Together with Laura Draucker, director of sustainability, Martin spent the summer quietly replacing aging, electricity-hogging science fridges and freezers. The project—the first to use the College’s Green Revolving Fund—involves 32 pieces of equipment and is expected to pay for itself in roughly 11 years.

This fund, established in 2016 by Prince Albert Grimaldi II ’81 of Monaco, finances projects that reduce energy use and greenhouse gas emissions. By reinvesting the savings, the program is designed to be self-sustaining.

The new equipment—four freezers that cool to minus 80 degrees Celsius, plus 14 scientific freezers and fridges, 12 conventional freezer-top fridges and two chest freezers—will save roughly 51,300 kilowatt-hours of electricity each year. Some of the old refrigerators are so inefficient that the new ones will “pay for themselves in a year,” says Draucker. “It’s the icing on the cake of energy savings.”

The old equipment lasted as long as it did in part because there was no real incentive to replace it, Draucker says: energy costs are absorbed by the College’s bottom line, and departments don’t see the bill, so there’s little motivation for faculty to push for upgrades—especially if existing equipment works well.
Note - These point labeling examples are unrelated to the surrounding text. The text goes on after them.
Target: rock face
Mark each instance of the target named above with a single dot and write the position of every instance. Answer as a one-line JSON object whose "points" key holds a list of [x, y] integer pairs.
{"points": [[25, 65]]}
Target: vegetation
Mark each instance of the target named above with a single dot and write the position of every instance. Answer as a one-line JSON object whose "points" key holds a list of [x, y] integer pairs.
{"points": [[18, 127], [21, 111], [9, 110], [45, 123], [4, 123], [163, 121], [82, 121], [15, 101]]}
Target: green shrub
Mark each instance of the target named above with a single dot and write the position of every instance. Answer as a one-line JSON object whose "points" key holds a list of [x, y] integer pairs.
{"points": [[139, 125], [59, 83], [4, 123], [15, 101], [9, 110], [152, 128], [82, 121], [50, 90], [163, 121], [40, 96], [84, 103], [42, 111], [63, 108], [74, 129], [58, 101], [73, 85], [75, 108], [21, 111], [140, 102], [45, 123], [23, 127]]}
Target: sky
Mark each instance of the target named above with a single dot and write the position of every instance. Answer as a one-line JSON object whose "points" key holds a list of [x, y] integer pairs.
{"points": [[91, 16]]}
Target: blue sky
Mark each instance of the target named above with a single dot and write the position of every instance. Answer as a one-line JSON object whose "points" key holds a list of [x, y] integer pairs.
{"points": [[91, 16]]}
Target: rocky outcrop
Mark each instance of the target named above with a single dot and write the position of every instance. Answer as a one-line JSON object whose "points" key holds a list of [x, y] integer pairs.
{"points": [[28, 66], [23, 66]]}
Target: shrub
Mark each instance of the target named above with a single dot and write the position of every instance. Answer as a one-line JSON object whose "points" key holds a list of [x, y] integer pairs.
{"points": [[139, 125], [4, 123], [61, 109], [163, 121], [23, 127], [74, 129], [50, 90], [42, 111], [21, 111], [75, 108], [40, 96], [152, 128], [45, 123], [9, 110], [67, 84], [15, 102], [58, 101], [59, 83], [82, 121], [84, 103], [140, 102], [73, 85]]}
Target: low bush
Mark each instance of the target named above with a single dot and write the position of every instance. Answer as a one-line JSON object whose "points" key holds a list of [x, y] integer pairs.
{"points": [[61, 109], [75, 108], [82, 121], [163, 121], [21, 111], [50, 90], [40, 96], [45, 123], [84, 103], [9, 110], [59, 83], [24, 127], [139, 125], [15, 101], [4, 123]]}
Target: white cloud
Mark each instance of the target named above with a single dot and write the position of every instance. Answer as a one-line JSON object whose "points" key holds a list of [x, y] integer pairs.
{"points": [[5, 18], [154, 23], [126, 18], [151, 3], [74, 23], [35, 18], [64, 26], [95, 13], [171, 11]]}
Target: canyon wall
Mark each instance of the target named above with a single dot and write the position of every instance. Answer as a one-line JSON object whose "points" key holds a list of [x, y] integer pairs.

What’s more, says Professor of Biology Caroline Goutte, “every time you get a new freezer, you don’t know whether you can trust it. We always have a bit of hesitation when we put our entire career into a brand-new box and plug it in and have to walk away and assume it will work.”

Goutte’s research involves creating new strains of a nematode worm—strains that need to be kept frozen at minus 80 degrees Celsius. The material is so delicate that, during the few minutes of transport to the new building, special trucks were required to keep her strains cool.

“Many of us are genetic engineers,” she says. “We create strains that have genetic modifications, and then we freeze them and keep using and reusing them. If they disappear, it’s five years of work down the tube.”

Goutte and her colleagues affectionately named the new freezers Gregor, Charles, Nettie, Maud and Carl. “It is much easier to talk about moving samples ‘to Gregor’ than to say, ‘into the freezer in room B221f in the Goutte lab.’” They’re named for geneticist Gregor Mendel; naturalist and biologist Charles Darwin; Nettie Stevens, who discovered sex chromosomes; biochemist Maud Menten; and microbiologist Carl R. Woese ’50.

When they arrived at the Science Center loading docks, Draucker and Martin affixed a new sticker to each. This one was green and purple, with the logo for the College’s Office of Environmental Sustainability.